Putin’s Dilemma over US-Israeli Operation against Iran in Syria. Can Syria-Ukraine Linkage Apply?
The talks on Thursday, Aug. 23 in Geneva between US National Security Adviser John Bolton and his Russian opposite number Nikolai Patrushev, were set up by Presidents Donald Trump and Vladimir Putin at their Helsinki summit on July 16. Bolton told the ABC network on Aug. 19 that the two presidents had decided “to revive the idea of working groups that was set up by my predecessor H.R.McMaster… and I have spoken with Jim Mattis and Mike Pompeo about this and we’ve agreed that what we can do at the meeting on Thursday is to look at the broad range of issues that might be open for discussion between Washington and Moscow and try and plan it out in a systematic way.”
Bolton said he would then report to the president and colleagues and “we’ll see what comes out of the meeting and what the best way ahead is.”
The Kremlin spokesman Dmitry Peskov’s take on the meeting was less sanguine. He said they would discuss “a lot of issues and they are sensitive.” He said that bilateral relations between Washington and Moscow “continue to degrade, so there is a need to search for common ground.”
For DEBKA Weekly’s military and intelligence sources, Bolton’s most telling phrase was the wish to try and plan out the issues “in a systematic way,” because this is how the forthcoming US-Israeli operation against Iran in Syria is unfolding. (See a separate article.) Iran’s Maj. Gen. Qassem Soleimani and his Al Qods Brigades, the external arm of the Revolutionary Guards (IRGC) have been chosen as key targets after careful calculation: Although widely considered the strong pillar of the ayatollahs’ regime in Tehran, the intelligence reaching Washington and Jerusalem attests to Soleimani and his cohorts to be standing at the forefront of the opposition to the policy led by supreme leader Ayatollah Ali Khamenei and President Hassan Rouhani for renegotiating the 2015 nuclear accord with Washington.
On Tuesday, Aug. 21, Rouhani marked Iran’s National Military Industry Day with these words: “We should make ourselves ready to fight against the military powers who want to take over our territory and our resources. Why does the United States not attack us? Because of our power, because it knows the consequences.”

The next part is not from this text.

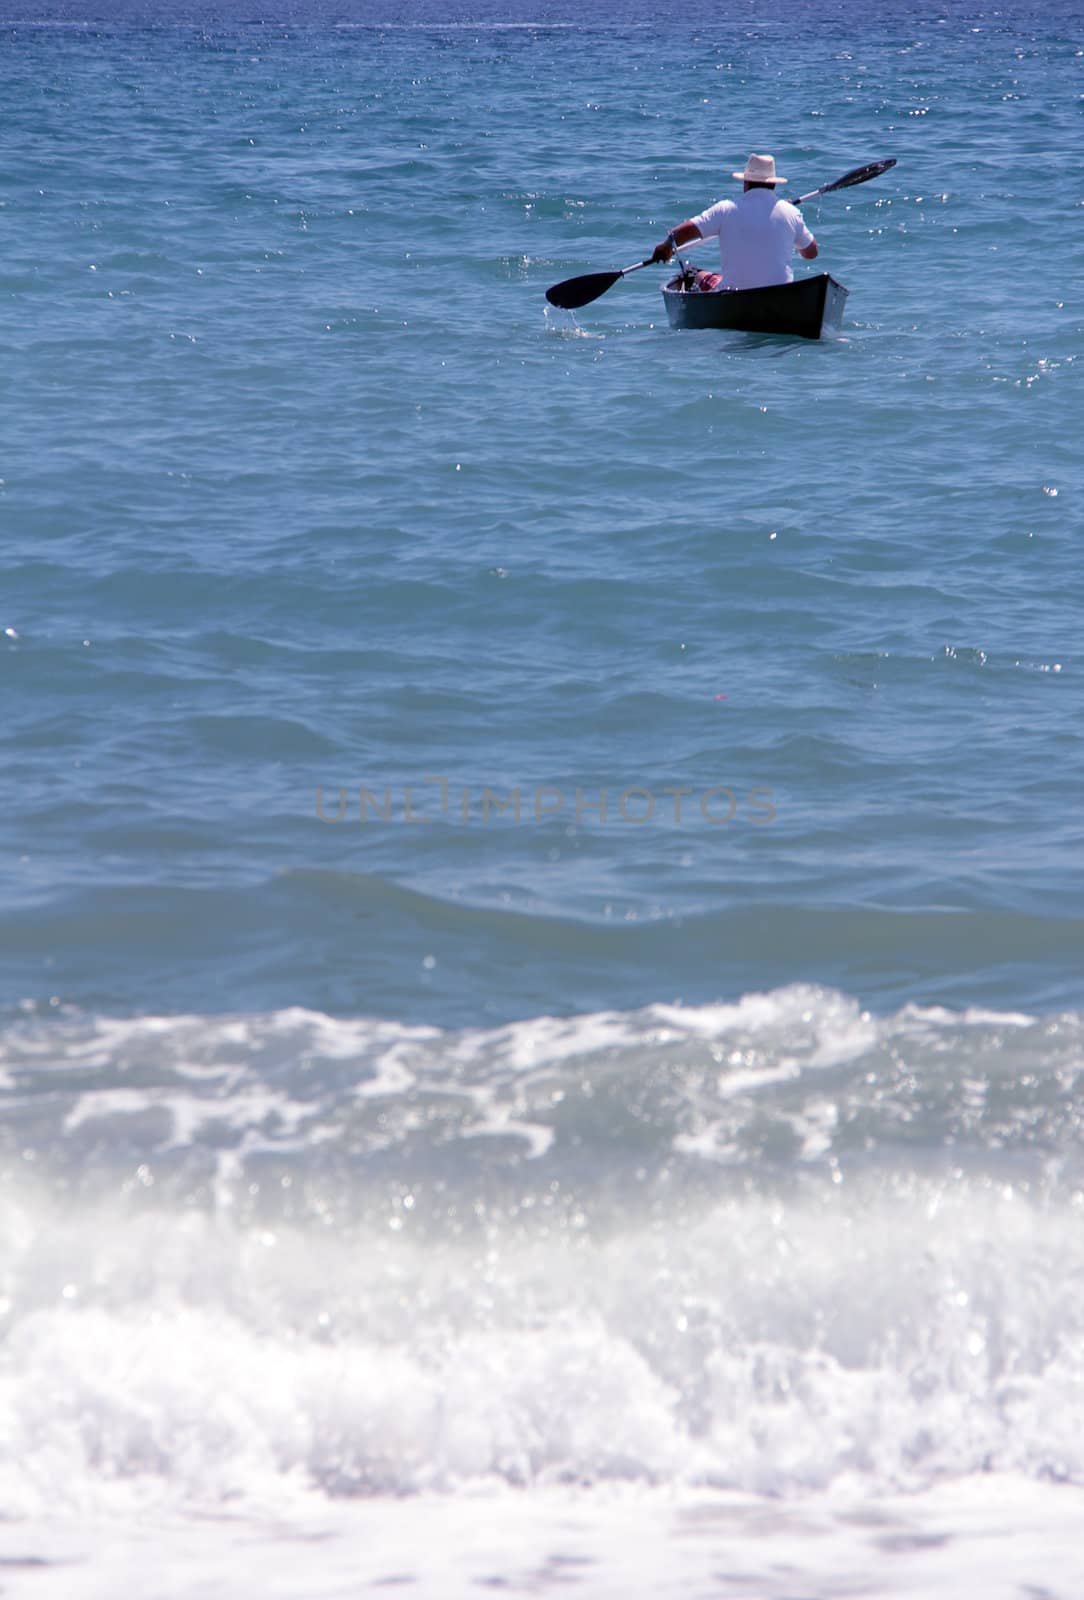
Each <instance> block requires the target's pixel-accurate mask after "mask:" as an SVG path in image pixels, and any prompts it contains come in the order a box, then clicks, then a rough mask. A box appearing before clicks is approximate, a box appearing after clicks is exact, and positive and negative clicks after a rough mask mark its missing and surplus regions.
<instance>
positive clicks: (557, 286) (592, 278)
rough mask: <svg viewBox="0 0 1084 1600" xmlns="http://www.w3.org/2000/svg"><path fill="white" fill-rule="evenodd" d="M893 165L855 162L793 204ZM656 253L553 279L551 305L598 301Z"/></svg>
mask: <svg viewBox="0 0 1084 1600" xmlns="http://www.w3.org/2000/svg"><path fill="white" fill-rule="evenodd" d="M889 166H895V157H892V160H889V162H870V163H868V165H867V166H855V168H854V170H852V171H849V173H844V174H843V178H836V181H835V184H822V186H820V189H812V190H811V192H809V194H807V195H798V198H796V200H791V205H803V203H804V202H806V200H815V198H817V195H827V194H831V190H833V189H851V187H852V186H854V184H865V182H868V181H870V178H879V176H881V173H887V170H889ZM675 253H676V250H675ZM654 259H656V258H654V256H648V259H646V261H636V262H633V266H632V267H619V270H617V272H587V274H584V275H582V277H579V278H564V282H563V283H553V285H552V286H550V288H548V290H547V291H545V298H547V299H548V302H550V306H560V307H561V310H579V309H580V306H590V304H592V301H596V299H598V298H600V294H604V293H606V290H612V286H614V283H617V280H619V278H627V277H628V274H630V272H640V269H641V267H651V266H654ZM678 264H679V266H681V269H683V270H684V262H683V261H681V258H678Z"/></svg>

That Rouhani conspicuously avoided referring to US potential targets outside Iranian territory was noted by three Trump policymakers, John Bolton, James F. Jeffrey, the administration’s newly-appointed coordinator for Syria and Brian Hook, Senior Policy Adviser to the Secretary of State and Director of the Secretary’s Policy Planning Staff for Iran. (A separate article discusses the significance of the Jeffrey appointment.)

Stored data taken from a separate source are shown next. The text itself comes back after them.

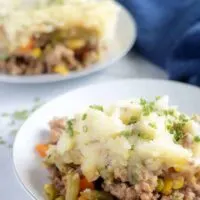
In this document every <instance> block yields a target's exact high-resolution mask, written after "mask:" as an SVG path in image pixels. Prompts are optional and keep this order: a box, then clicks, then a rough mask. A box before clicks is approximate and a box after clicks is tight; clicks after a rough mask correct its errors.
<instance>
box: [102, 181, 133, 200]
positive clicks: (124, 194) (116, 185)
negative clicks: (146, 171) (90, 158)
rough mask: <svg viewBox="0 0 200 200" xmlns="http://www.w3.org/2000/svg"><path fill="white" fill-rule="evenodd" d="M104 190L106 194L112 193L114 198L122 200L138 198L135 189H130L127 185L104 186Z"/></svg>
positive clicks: (120, 183) (117, 183) (103, 187)
mask: <svg viewBox="0 0 200 200" xmlns="http://www.w3.org/2000/svg"><path fill="white" fill-rule="evenodd" d="M103 188H104V190H105V191H106V192H110V193H111V194H112V195H113V196H115V197H117V198H118V199H120V200H133V199H135V198H136V191H135V189H134V187H133V186H132V187H129V186H128V185H127V184H125V183H117V184H115V183H113V184H104V185H103Z"/></svg>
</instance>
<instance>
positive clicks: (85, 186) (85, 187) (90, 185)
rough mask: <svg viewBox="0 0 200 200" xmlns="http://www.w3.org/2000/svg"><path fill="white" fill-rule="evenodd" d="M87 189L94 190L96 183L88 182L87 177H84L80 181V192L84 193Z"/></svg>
mask: <svg viewBox="0 0 200 200" xmlns="http://www.w3.org/2000/svg"><path fill="white" fill-rule="evenodd" d="M85 189H91V190H94V183H92V182H88V180H87V179H86V178H85V177H83V178H81V180H80V190H81V191H83V190H85Z"/></svg>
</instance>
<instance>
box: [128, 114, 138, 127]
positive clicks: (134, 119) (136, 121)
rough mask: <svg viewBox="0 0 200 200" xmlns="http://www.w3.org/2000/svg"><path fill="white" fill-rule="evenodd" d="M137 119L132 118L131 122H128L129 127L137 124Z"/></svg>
mask: <svg viewBox="0 0 200 200" xmlns="http://www.w3.org/2000/svg"><path fill="white" fill-rule="evenodd" d="M137 120H138V119H137V117H135V116H132V117H131V118H130V120H129V122H128V125H130V124H135V123H136V122H137Z"/></svg>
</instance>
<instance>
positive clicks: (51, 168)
mask: <svg viewBox="0 0 200 200" xmlns="http://www.w3.org/2000/svg"><path fill="white" fill-rule="evenodd" d="M48 170H49V172H50V178H51V180H52V183H53V185H54V186H55V188H56V190H57V191H59V193H60V195H64V194H65V185H64V182H63V180H62V175H61V173H60V172H59V170H58V169H57V168H56V166H55V165H53V166H51V167H49V168H48Z"/></svg>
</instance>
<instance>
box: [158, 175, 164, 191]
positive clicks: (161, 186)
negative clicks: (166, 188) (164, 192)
mask: <svg viewBox="0 0 200 200" xmlns="http://www.w3.org/2000/svg"><path fill="white" fill-rule="evenodd" d="M163 188H164V181H163V180H162V179H161V178H159V179H158V181H157V187H156V191H157V192H161V191H162V190H163Z"/></svg>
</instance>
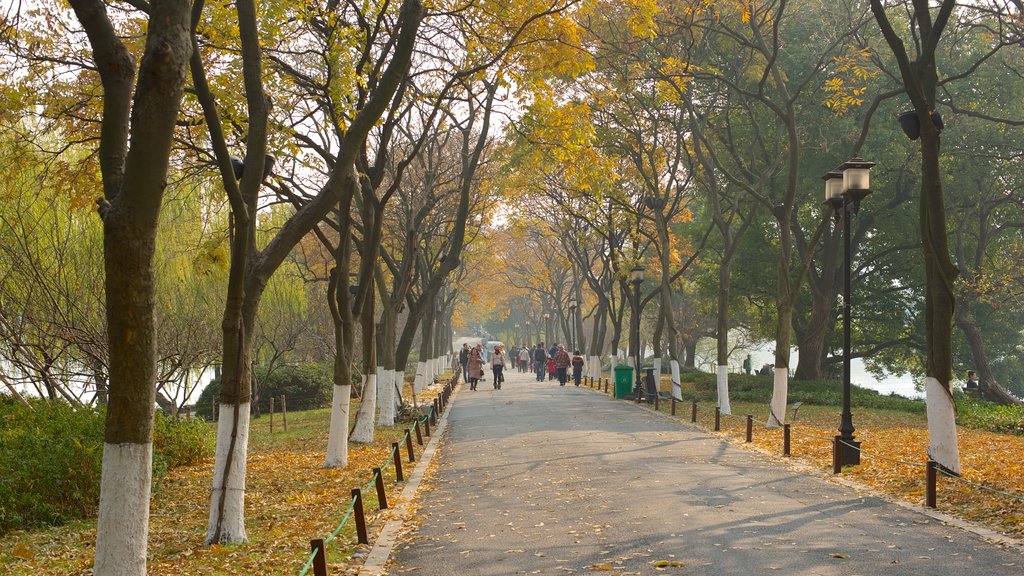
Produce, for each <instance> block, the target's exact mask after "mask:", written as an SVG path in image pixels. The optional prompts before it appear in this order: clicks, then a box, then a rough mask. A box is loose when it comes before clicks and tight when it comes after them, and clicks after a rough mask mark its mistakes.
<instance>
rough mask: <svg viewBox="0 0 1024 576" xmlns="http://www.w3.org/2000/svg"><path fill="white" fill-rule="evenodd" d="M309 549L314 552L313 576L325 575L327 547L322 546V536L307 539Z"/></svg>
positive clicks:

The three officials agree that the Russian President will apply his strategy of turning a blind eye to Israeli military action in Syria equally to US attacks – so long as Syrian President Bashar Assad and his regime are not impaired.

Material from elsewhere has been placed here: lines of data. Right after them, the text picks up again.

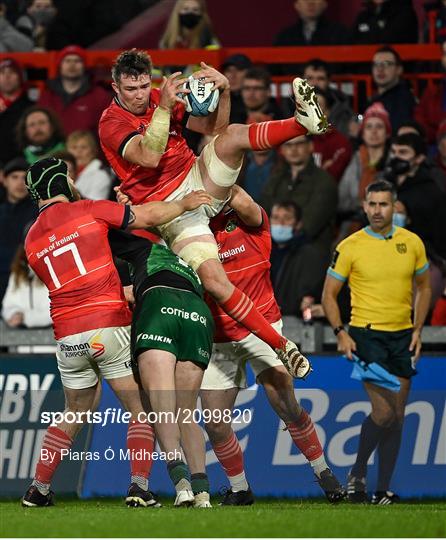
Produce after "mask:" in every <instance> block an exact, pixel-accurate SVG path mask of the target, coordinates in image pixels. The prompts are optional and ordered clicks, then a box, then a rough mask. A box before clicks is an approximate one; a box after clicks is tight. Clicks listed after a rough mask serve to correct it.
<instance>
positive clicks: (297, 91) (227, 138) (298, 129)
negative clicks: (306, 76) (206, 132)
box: [160, 71, 328, 377]
mask: <svg viewBox="0 0 446 540" xmlns="http://www.w3.org/2000/svg"><path fill="white" fill-rule="evenodd" d="M203 74H205V71H203ZM293 90H294V96H295V101H296V113H295V117H294V118H289V119H287V120H279V121H271V122H262V123H254V124H251V125H249V126H248V125H242V124H231V125H229V126H228V127H227V128H226V130H225V131H224V132H223V133H222V134H221V135H218V136H217V137H216V138H215V139H214V140H213V141H211V142H210V143H209V144H208V145H206V146H205V148H204V149H203V151H202V153H201V155H200V157H199V158H198V160H197V164H196V165H198V169H199V173H197V172H195V173H194V171H193V170H192V171H191V173H192V174H195V175H197V176H199V177H200V178H199V179H198V180H196V179H195V178H194V181H197V182H198V183H197V184H196V186H198V185H202V186H204V188H205V189H206V191H207V192H209V193H210V194H211V195H212V196H213V197H214V198H215V204H214V205H213V206H212V208H210V210H209V214H208V216H207V217H211V216H213V215H216V214H217V213H218V212H219V211H220V210H221V209H222V208H223V206H224V203H225V201H227V199H228V197H229V196H230V192H231V188H232V186H233V185H234V183H235V182H236V179H237V176H238V174H239V171H240V168H241V164H242V160H243V156H244V153H245V151H247V150H263V149H266V148H272V147H274V146H278V145H280V144H281V143H283V142H285V141H287V140H289V139H292V138H294V137H296V136H298V135H302V134H305V133H307V132H310V133H316V134H317V133H324V132H325V131H326V129H327V127H328V122H327V119H326V117H325V116H324V114H323V113H322V111H321V109H320V107H319V105H318V103H317V99H316V96H315V93H314V90H313V88H312V87H311V86H309V85H308V83H307V82H306V81H305V80H302V79H295V80H294V82H293ZM191 128H192V129H193V126H191ZM203 212H204V210H202V213H201V219H200V212H197V213H196V214H192V213H191V214H190V215H189V216H187V215H185V216H184V217H182V218H181V219H179V220H176V221H174V222H172V223H170V224H168V225H167V226H165V227H163V228H161V229H160V230H161V232H162V234H163V237H164V239H165V240H166V241H167V242H168V244H169V245H170V247H171V248H172V249H173V251H174V252H175V253H177V254H178V255H179V256H180V257H182V258H183V259H184V260H185V261H186V262H187V263H188V264H189V265H190V266H192V268H193V269H194V270H195V271H196V272H197V273H198V275H199V276H200V279H201V280H202V282H203V286H204V287H205V289H206V290H207V292H208V293H210V294H211V296H212V297H213V298H214V299H215V301H216V302H217V303H218V304H219V305H220V306H221V307H222V309H224V311H225V312H226V313H227V314H228V315H230V316H231V317H232V318H233V319H235V320H236V321H237V322H239V323H240V324H242V325H243V326H245V327H246V328H247V329H249V330H250V331H251V332H252V333H253V334H255V335H257V336H258V337H259V338H260V339H262V340H263V341H265V342H266V343H268V345H270V347H272V348H273V349H274V350H275V352H276V353H277V354H278V356H279V358H280V359H281V360H282V361H283V362H284V364H285V365H286V366H287V367H288V369H289V370H290V371H295V372H296V373H297V376H299V377H302V376H305V375H306V374H308V372H309V371H310V364H309V362H308V360H307V359H306V358H305V357H303V356H302V355H301V354H300V352H299V351H298V349H297V347H296V345H295V344H294V343H293V342H291V341H290V340H287V339H286V338H285V337H283V336H281V335H280V334H279V333H278V332H276V331H275V330H274V328H272V326H271V325H270V324H269V323H268V322H267V321H266V320H265V318H264V317H263V315H261V314H260V313H259V311H258V310H257V309H256V307H255V306H254V304H253V303H252V302H251V300H250V299H249V298H248V297H247V296H246V295H245V294H244V292H243V291H241V290H240V289H238V288H237V287H235V286H234V285H233V284H232V283H231V282H230V281H229V279H228V277H227V276H226V274H225V272H224V270H223V268H222V266H221V264H220V261H219V258H218V250H217V245H216V242H215V238H214V237H213V235H212V234H210V230H209V228H208V227H207V222H206V216H204V218H205V220H204V221H203Z"/></svg>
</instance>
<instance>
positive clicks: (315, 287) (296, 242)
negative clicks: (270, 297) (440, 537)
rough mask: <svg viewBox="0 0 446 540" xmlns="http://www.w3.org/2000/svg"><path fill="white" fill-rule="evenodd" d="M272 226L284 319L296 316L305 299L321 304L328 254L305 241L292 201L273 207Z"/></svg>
mask: <svg viewBox="0 0 446 540" xmlns="http://www.w3.org/2000/svg"><path fill="white" fill-rule="evenodd" d="M270 224H271V237H272V250H271V259H270V260H271V281H272V284H273V288H274V295H275V297H276V300H277V303H278V304H279V307H280V311H281V312H282V315H295V316H297V315H298V314H300V311H301V306H302V301H303V299H304V297H312V298H313V300H314V301H320V298H321V294H322V287H323V283H324V277H325V271H326V268H327V266H328V263H329V252H328V250H327V251H326V250H323V249H320V248H318V247H317V246H315V245H314V244H312V243H310V242H308V241H307V240H306V239H305V235H304V234H303V232H302V228H303V223H302V211H301V209H300V207H299V206H298V205H297V204H296V203H295V202H294V201H292V200H285V201H283V202H277V203H274V204H273V206H272V209H271V215H270Z"/></svg>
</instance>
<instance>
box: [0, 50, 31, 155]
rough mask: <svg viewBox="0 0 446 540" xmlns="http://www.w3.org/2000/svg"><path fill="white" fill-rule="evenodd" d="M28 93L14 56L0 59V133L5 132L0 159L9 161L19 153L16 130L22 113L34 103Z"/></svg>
mask: <svg viewBox="0 0 446 540" xmlns="http://www.w3.org/2000/svg"><path fill="white" fill-rule="evenodd" d="M32 103H33V102H32V101H31V100H30V99H29V98H28V96H27V94H26V88H25V85H24V82H23V71H22V68H21V67H20V65H19V64H18V63H17V62H16V61H15V60H13V59H12V58H4V59H3V60H1V61H0V133H2V134H4V136H3V137H2V143H1V144H0V161H2V162H3V163H7V162H8V161H10V160H11V159H13V158H14V157H16V156H17V155H18V154H19V148H18V146H17V142H16V140H15V138H14V137H11V136H9V135H8V136H6V134H10V133H13V132H14V129H15V126H16V125H17V122H18V121H19V119H20V117H21V116H22V113H23V112H24V111H25V110H26V109H27V108H28V107H30V106H31V105H32Z"/></svg>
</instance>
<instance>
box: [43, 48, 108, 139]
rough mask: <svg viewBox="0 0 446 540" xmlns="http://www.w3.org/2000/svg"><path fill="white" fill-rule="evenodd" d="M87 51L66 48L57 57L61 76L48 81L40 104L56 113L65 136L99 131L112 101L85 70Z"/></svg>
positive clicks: (79, 49)
mask: <svg viewBox="0 0 446 540" xmlns="http://www.w3.org/2000/svg"><path fill="white" fill-rule="evenodd" d="M85 56H86V52H85V49H83V48H82V47H78V46H77V45H69V46H67V47H64V48H63V49H62V50H61V51H60V52H59V53H58V56H57V63H58V70H59V74H58V76H57V77H56V78H55V79H52V80H50V81H48V83H47V87H46V89H45V90H44V91H43V93H42V95H41V96H40V99H39V105H41V106H42V107H46V108H48V109H51V110H52V111H54V112H55V113H56V114H57V115H58V116H59V118H60V120H61V122H62V125H63V128H64V132H65V135H69V134H70V133H72V132H73V131H76V130H79V129H80V130H90V131H92V132H93V133H96V132H97V129H98V123H99V119H100V118H101V115H102V113H103V111H104V109H106V108H107V107H108V106H109V105H110V101H111V94H109V93H108V92H107V91H106V90H105V89H104V88H103V87H102V86H99V85H97V84H94V83H93V82H92V80H91V78H90V76H89V74H88V73H87V71H86V68H85Z"/></svg>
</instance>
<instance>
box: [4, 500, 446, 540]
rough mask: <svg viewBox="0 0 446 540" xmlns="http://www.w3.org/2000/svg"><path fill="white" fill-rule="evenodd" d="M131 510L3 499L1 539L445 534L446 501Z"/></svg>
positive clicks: (445, 520) (301, 503) (271, 501)
mask: <svg viewBox="0 0 446 540" xmlns="http://www.w3.org/2000/svg"><path fill="white" fill-rule="evenodd" d="M213 502H214V504H215V506H214V508H212V509H194V508H173V507H172V501H171V500H163V504H165V506H164V507H163V508H153V509H151V508H127V507H126V506H125V505H124V503H123V501H122V500H117V499H94V500H85V501H79V500H75V499H71V500H70V499H56V505H57V506H54V507H51V508H30V509H25V508H22V507H21V506H20V504H19V502H17V501H1V502H0V533H1V536H2V537H5V536H6V537H15V538H18V537H30V536H38V537H48V538H51V537H92V536H93V537H103V538H107V537H146V538H147V537H149V538H150V537H158V538H159V537H180V538H182V537H327V536H328V537H444V536H445V533H446V501H434V502H419V501H417V502H413V503H401V504H398V505H394V506H382V507H376V506H371V505H349V504H346V503H343V504H339V505H337V506H331V505H329V504H328V503H326V502H325V501H319V500H310V501H308V500H298V499H296V500H290V499H288V500H277V499H275V500H257V501H256V503H255V504H254V505H253V506H251V507H218V506H217V501H215V500H214V501H213Z"/></svg>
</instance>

The possible tradeoff being hatched between the two big powers would have the US and its allies, Israel and the Arab Gulf states, give up trying to undermine Assad and accept Russia’s domination of Syria, in exchange for Moscow encompassing Iran’s exit. This deal should make everyone happy except Iran – and some circles in the State Department and National Security Council. They are concerned that Putin’s turn-a-blind-eye policy for US and Israel military action is Syria may not be sustainable. He will be hassled by Tehran, Damascus, or possibly Ankara, to explain the logic of maintaining a Russian force in Syria when it never fires a shot to stop American and Israeli military operations there. The Russian president will then have to decide whether to stick to his guns or start hitting back at Israeli targets, while attempting to leave US targets unscathed. He is no doubt aware of the US-Israeli pact for covering the other’s back in air and ground actions, but a chink may be found in the most ironclad armor.
Will the Ukraine issue figure in the Russian leader’s calculations for Syria? Hanging over the Trump-Putin July summit were stubborn rumors that the Russian president would be ready to kick Iran out of Syria if Trump recognized Russia’s annexation of Crimea and guaranteed not to co-opt Ukraine and George to NATO. No part of that rumored deal came to be at Helsinki. But it never died. A suggestion still lingers over the secret exchanges ongoing between Washington and Moscow that Putin might eventually line up with the US and Israeli agenda in Syria, if he comes out of the deal for ridding Syria of Iran with Ukraine in hand.
Bolton may know more about this when he arrives in Kiev on Friday, Aug. 24, the day after he gets together in Geneva with his Russian opposite number. The US official arrives in time to watch a military parade in Independence Square of 4,500 servicemen and 250 pieces of equipment dedicated to the 27th anniversary of Ukraine’s nationhood.